Claverton Pumping Station is a Grade I listed building in the Bath and North East Somerset local planning authority area, England. First listed on 14 August 1984. Pumping station.
Claverton Pumping Station
- WRENN ID
- first-solder-dawn
- Grade
- I
- Local Planning Authority
- Bath and North East Somerset
- Country
- England
- Date first listed
- 14 August 1984
- Type
- Pumping station
- Source
- Historic England listing
Description
Claverton Pumping Station
This Grade I listed pumping station was designed by John Rennie for the Kennet and Avon Canal Company and opened in 1813. The building has undergone mid to late 19th-century and 20th-century modifications.
The station is constructed of ashlar Bath stone with cast-iron machinery, including a waterwheel with iron and timber fittings. Smaller plant components have been replaced at regular intervals throughout its operational lifespan. Some fittings, such as filter grilles, are wrought iron. The base of the water wheel has been repaired in concrete. The roofs are of oak and covered in slate.
The principal structure is a rectangular engine house built on a former mill site beside the west bank of the River Avon, with a millpond to the west. A railway embankment lies further west, beneath which water pipes from the pumps feed the canal. Attached to the east, spanning the mill race, is a roughly square wheel house. The engine house is arranged as three storeys at the south end and two storeys at the north. Ground-floor doors open from the end elevations, and a second-floor door is located on the west flank.
The pump engine house features finely-tooled ashlar elevations beneath a hipped roof. Ground-floor openings are round-arched, while upper-floor openings have casement windows with square heads. The south elevation faces the mill pond and has a plank door with strap hinges at ground level and a casement above. The west elevation contains three ground-floor openings, with the right opening featuring an altered cill and an extruding pump outflow pipe leading to an engineering brick opening in the railway embankment. Upper-floor casements are present, along with an inserted door served by a 20th-century steel staircase and platform with an infilled area below. Modern steel stairs serve the ground floor. The north elevation has a plank door to the right and a window to the left. The hipped roof is topped with an ashlar stack.
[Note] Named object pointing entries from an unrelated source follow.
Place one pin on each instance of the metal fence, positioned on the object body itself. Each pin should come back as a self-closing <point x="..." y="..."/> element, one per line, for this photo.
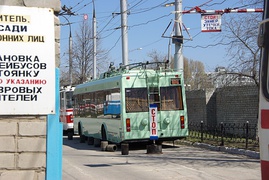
<point x="242" y="135"/>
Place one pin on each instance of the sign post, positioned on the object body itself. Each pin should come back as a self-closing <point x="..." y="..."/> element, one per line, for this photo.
<point x="27" y="61"/>
<point x="29" y="80"/>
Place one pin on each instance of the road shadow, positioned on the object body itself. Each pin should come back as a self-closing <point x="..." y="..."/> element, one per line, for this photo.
<point x="135" y="146"/>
The attached wheel house to the east has ashlar elevations with three round-arched openings fitted with timber braced and ledged plank doors. The central opening has double-leaf doors of slightly lower height than those to either side. The north and south elevations are weatherboarded with two casements to the north. The wide pitched roof is slate-covered with engineering brick repairs below the eaves. To the south, the lower section of the east wall extends to form a cutwater and sluice, connected to filter grilles that traverse the millpond at the southern approach to the mill wheel, with a central stone cutwater. To the north, lower walls extend to form pound walls with coping stones. The east wall terminates in an ashlar flood arch facing north. The west wall extends further in random rubblestone with copings.
The ground floor of the engine house is accessed from the north door via three stone steps descending to the pit wheel room. This rectangular double-height space contains the pit wheel set within its pit, mounted with cast-iron gear on a shaft fitted with overhung cranks and flywheel. Connecting rods attached to the crankpin link to two 18 feet 6 inches Boulton & Watt steam engine type beams located in the room above. The rods pass through openings in the upper floor structure, which is formed of large-scantling oak beams and joists with an inserted I-beam dated 1888. A lateral stone engine wall spans the room at the south end with an arched opening to the pumps. Fixed above this arch is a mid-19th-century foundry pattern used for casting the central bearing to the waterwheel. A cast-iron half-wheel from 1810 to 1813, formerly part of the waterwheel, is mounted on the west wall. Whitewashed walls are incised at intervals with dated inscriptions marking flood water levels. Three openings in the east wall connect to the wheelhouse. Floors are laid with diamond setts.
Beyond the arch in the lateral wall lies the pump room containing two pumps, each with a pump rod and Watt linkage above connecting to the south end of each Boulton & Watt beam. An 1840s piston head is located in a corner of the room. The room's roof has been adapted with late-19th-century steel beams. A pump inlet valve below water level is positioned in the east wall. A timber stairway accesses a floor above with the Watt linkage, which has attached 20th-century safety modifications. The pump outlet exits the building through the base of a west wall opening. A further flight of stairs leads to the upper floor at beam level, which features an exposed king-post oak truss roof. A separate mess room at the north end of the floor contains a stone fireplace with cast-iron stove.
The wheelhouse contains a wide-span arch-braced oak roof with some adaptations including iron strap strengthening. A timber plank floor runs alongside the water wheel on three sides. The waterwheel is constructed in two sections from 12 cast-iron half-wheels bolted together and secured on an axle shaft with wedges. The shaft runs in three gun metal bearings, and the wheel rims have modern timber starts, float and seal boards. Within a plank platform set by the south wall are the upper mechanisms to four control depressing sluices below. The elm depressing sluices were repaired in the mid-20th century and given concrete replacement lower members. The waterwheel connects to the pit wheel by a semi-flexible coupling.